Сколь ни готов был Берест ответить за вину, остаться одному, когда свои уезжают…
– А ты еще денька три-четыре обожди, пока все утихнет. Авось и русы уедут, а тогда кому ты здесь нужен будешь?
– И как же я потом?
– Я тебе Рыбу твою привел. Будто бы богам в дар, старуха согласилась, пусть постоит пока. Хорошо, старуха добрая попалась. А там ты кобылу возьмешь, да и скачи. Хоть за нами к Случи, хоть по Моравской дороге. Отсюда бы выбраться живым, да и слава богам.
– А за благоволенье такое вы вторую кобылу богам-то поднесли бы, шелопуты! – сказала от двери Бегляна.
Мистина вошел, так широко улыбаясь, что Лют привстал. А Мистина свистнул оружничему:
– Всем скажи – собираемся. Уезжаем.
– Куда? – удивился Лют.
– Домой. В Киев.
– А как же…
– Не будет поля. Сбежали древляне.
– Сбежали?
– Собрали пожитки, к полуночи вышли, взяли лошадей, по двое сели и уехали к Случи.
– А наши что? Стерегли же…
– Ночью Истуга прибежал, мне рассказал. А утром уж Етону довели. Я у него сейчас был – он спрашивал, хочу ли я, чтобы за ними погоню снарядили.
– А ты?
– А я, – Мистина наклонился к лицу брата, – сказал: да пошли они в тур! Пусть проваливают к Ящеру в зубы! Была мне забота их ловить!

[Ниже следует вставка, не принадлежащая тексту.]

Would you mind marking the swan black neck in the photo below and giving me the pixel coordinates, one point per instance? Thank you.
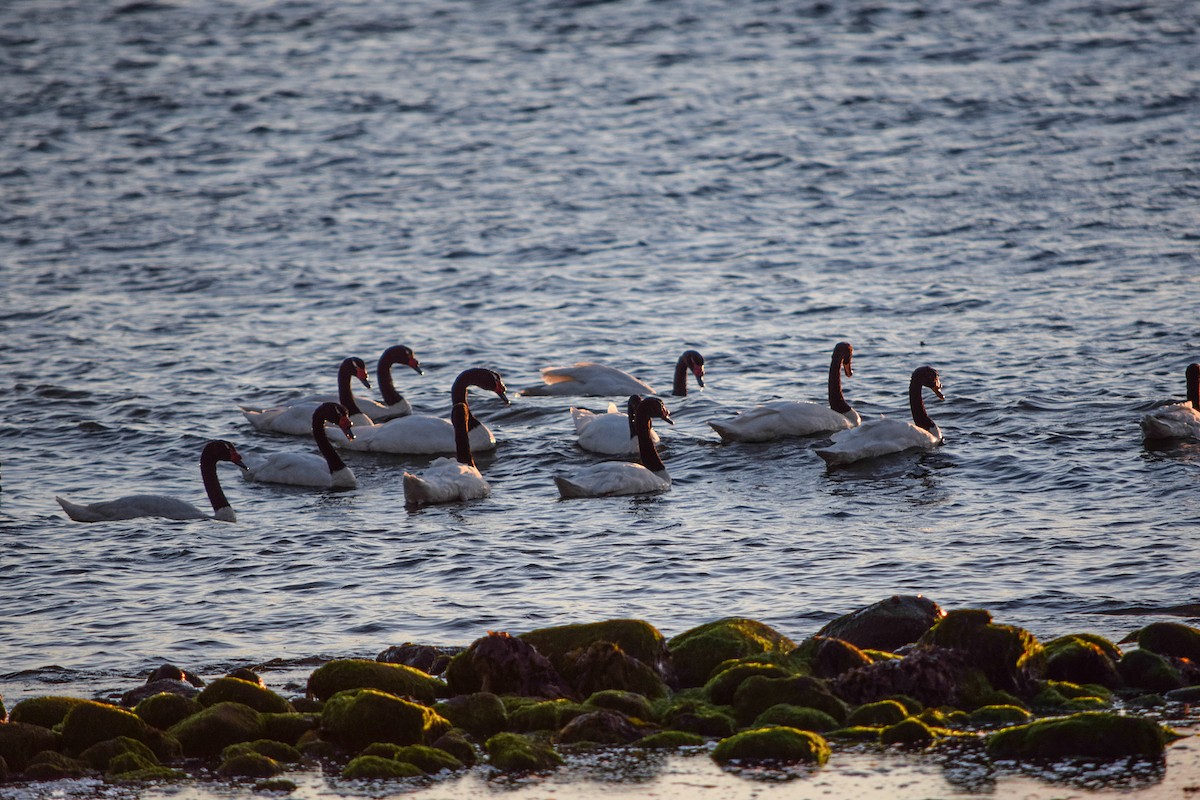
(213, 452)
(841, 355)
(690, 361)
(327, 413)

– Когда едем? – К ним подошел Альв.
– Завтра на заре. Припасов сегодня возьмем, и больше ждать нечего. О боги, как же я хочу домой! – Мистина потянулся во весь свой рост, почти доставая поднятыми руками до балок кровли.
Лют проследил за ним с завистью: брат возвышался среди собственной дружины почти на голову. Даже отца превосходил. Говорят, его мать была для женщины высокого роста – вот и сказалось.
«По жене соскучился?» – хотел было пошутить Лют, но прикусил язык. Сосредоточенная решимость в глазах Мистины была нацелена на что-то более далекое, чем собственный дом и семья.